OpenGeMM: A High-Utilization GeMM Accelerator Generator with Lightweight RISC-V Control and Tight Memory Coupling
Xiaoling Yi, Ryan Antonio, Joren Dumoulin, Jiacong Sun, Josse Van Delm, Guilherme Paim, Marian Verhelst
TL;DR
This work proposes OpenGeMM, an open-source acceleration platform, jointly demonstrating high efficiency and utilization, as well as ease of configurability and programmability, and demonstrates a 3.58x to 16.40x speedup on normalized throughput across a wide variety of GeMM workloads, while achieving 4.68 TOPS/W system efficiency.
Abstract
Deep neural networks (DNNs) face significant challenges when deployed on resource-constrained extreme edge devices due to their computational and data-intensive nature.
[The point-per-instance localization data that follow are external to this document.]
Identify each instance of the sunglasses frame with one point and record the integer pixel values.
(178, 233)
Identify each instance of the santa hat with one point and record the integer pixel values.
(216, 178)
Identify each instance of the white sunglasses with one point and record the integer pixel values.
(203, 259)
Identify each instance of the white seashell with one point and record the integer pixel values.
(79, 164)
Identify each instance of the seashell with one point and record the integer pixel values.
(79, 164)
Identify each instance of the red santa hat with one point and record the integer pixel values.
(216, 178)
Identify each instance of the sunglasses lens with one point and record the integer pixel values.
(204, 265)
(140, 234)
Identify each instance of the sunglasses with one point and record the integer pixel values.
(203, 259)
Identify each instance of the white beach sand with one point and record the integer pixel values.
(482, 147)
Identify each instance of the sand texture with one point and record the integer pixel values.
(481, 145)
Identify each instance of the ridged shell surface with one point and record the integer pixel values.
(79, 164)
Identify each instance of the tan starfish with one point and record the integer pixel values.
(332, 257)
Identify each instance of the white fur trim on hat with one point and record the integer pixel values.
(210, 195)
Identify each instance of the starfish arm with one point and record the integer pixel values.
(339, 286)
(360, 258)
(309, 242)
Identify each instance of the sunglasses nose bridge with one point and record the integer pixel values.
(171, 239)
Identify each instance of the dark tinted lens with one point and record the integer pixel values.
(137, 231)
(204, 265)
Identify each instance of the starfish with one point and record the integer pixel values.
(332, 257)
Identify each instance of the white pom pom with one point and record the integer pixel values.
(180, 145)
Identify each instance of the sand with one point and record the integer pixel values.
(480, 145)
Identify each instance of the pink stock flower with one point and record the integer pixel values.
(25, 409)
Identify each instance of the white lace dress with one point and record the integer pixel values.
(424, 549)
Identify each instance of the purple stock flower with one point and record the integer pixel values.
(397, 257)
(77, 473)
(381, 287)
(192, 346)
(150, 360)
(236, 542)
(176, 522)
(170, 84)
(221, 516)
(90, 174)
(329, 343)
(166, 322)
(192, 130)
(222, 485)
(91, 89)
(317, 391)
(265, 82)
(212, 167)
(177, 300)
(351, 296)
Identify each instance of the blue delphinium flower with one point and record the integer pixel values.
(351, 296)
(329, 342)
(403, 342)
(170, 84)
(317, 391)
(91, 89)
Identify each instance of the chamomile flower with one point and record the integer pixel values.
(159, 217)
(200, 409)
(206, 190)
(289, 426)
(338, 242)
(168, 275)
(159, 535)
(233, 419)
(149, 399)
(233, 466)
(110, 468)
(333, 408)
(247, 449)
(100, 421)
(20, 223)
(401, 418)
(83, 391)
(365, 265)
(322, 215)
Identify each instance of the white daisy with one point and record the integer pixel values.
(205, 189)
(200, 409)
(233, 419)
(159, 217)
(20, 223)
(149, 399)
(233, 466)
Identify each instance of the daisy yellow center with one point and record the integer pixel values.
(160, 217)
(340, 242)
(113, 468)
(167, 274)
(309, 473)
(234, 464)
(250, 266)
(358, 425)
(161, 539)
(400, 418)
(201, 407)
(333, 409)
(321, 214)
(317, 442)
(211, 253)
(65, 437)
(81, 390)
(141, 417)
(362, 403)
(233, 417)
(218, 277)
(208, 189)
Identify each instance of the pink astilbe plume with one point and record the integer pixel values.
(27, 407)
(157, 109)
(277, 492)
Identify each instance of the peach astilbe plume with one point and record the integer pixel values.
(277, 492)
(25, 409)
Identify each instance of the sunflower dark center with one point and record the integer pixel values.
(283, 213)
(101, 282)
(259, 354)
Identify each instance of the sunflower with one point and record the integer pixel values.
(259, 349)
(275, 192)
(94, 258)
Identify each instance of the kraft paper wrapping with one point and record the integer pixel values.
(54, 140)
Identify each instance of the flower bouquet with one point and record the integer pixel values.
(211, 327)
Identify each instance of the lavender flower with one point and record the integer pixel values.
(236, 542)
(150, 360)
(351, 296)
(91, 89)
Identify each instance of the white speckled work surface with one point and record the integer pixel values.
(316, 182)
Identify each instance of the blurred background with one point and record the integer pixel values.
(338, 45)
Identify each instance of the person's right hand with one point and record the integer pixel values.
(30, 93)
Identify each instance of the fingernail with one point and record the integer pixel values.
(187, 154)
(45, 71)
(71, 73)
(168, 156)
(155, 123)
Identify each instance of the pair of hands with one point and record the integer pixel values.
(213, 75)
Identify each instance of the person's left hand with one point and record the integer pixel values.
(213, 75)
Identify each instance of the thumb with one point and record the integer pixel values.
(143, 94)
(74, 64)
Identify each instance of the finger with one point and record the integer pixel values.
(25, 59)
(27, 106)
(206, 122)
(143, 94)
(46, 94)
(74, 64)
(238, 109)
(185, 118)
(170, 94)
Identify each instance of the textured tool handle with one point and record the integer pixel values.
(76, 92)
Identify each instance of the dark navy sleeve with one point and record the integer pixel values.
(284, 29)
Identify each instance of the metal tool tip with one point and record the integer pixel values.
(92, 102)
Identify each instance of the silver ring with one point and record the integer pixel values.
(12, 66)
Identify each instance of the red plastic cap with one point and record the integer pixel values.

While standalone accelerators tailored for specific application scenarios suffer from inflexible control and limited programmability, generic hardware acceleration platforms coupled with RISC-V CPUs can enable high reusability and flexibility, yet typically at the expense of system level efficiency and low utilization. To fill this gap, we propose OpenGeMM, an open-source acceleration platform, jointly demonstrating high efficiency and utilization, as well as ease of configurability and programmability. OpenGeMM encompasses a parameterized Chisel-coded GeMM accelerator, a lightweight RISC-V processor, and a tightly coupled multi-banked scratchpad memory. The GeMM core utilization and system efficiency are boosted through three mechanisms: configuration pre-loading, input pre-fetching with output buffering, and programmable strided memory access. Experimental results show that OpenGeMM can consistently achieve hardware utilization ranging from 81.89% to 99.34% across diverse CNN and Transformer workloads. Compared to the SotA open-source Gemmini accelerator, OpenGeMM demonstrates a 3.58x to 16.40x speedup on normalized throughput across a wide variety ofGeMM workloads, while achieving 4.68 TOPS/W system efficiency.